Context:
The Securities and Exchange Board of India (SEBI) has introduced a settlement scheme, effective July 21, 2025, to address violations by migrated Venture Capital Funds (VCFs) related to delayed or non-compliant winding-up of expired schemes. The scheme will remain open until January 19, 2026.
Key Features of the SEBI Settlement Scheme
Purpose:
- The scheme offers an opportunity for migrated VCFs to settle regulatory proceedings arising from:
- Failure to wind up schemes despite expiry of their liquidation period.
- Continued holding of unliquidated investments.
- Applies specifically to VCFs that have completed migration to the Alternative Investment Fund (AIF) regime but retain legacy compliance issues.
Eligibility:
- Available to venture capital funds that:
- Were registered under the SEBI (Venture Capital Funds) Regulations, 1996, and
- Have since migrated to the SEBI (Alternative Investment Funds) Regulations, 2012.
Regulatory Background:
- SEBI mandates that schemes of VCFs must be wound up within the prescribed tenure and liquidation timelines.

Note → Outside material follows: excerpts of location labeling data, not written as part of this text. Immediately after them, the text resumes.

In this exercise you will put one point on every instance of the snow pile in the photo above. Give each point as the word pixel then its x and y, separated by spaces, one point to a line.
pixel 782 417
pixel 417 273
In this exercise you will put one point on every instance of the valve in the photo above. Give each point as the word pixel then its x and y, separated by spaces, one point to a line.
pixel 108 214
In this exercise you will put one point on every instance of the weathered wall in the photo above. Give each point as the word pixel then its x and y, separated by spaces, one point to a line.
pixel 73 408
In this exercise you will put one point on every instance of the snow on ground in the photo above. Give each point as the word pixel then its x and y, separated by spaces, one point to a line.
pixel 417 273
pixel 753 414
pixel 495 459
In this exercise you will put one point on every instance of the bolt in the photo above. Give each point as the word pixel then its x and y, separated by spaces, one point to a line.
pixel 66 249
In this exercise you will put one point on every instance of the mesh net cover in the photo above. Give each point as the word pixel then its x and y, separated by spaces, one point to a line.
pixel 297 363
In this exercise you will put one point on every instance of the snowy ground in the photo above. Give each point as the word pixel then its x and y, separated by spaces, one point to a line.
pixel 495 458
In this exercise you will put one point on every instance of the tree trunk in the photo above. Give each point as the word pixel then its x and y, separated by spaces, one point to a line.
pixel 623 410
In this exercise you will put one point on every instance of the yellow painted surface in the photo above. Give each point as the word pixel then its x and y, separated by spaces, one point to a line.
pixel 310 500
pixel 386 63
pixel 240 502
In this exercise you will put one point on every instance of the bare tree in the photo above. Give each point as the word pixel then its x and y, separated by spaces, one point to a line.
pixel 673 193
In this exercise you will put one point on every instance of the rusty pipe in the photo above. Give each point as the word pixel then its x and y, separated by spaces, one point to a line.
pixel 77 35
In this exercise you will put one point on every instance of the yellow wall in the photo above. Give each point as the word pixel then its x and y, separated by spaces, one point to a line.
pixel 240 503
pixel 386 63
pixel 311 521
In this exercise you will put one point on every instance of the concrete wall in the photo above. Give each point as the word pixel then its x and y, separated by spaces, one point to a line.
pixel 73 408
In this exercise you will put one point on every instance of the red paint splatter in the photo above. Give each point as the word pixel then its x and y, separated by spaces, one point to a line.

- Non-compliance has led to enforcement actions, as some VCFs continue to retain assets beyond the permissible period without proper closure.
Implications for Fund Managers and Investors
- The scheme provides a regulatory exit route for funds in breach of winding-up norms without undergoing protracted litigation or penalties.
- Encourages transparency and regulatory compliance in the legacy private fund ecosystem.
- Could improve investor confidence in post-migration fund governance and pave the way for better alignment under the AIF framework.
SEBI’s Broader Strategy
- This scheme is part of SEBI’s recent moves to:
- Strengthen closure and liquidation discipline in the alternative investment space.
- Resolve long-pending cases arising from regulatory transitions.
- Promote ease of doing business and clarity in fund administration.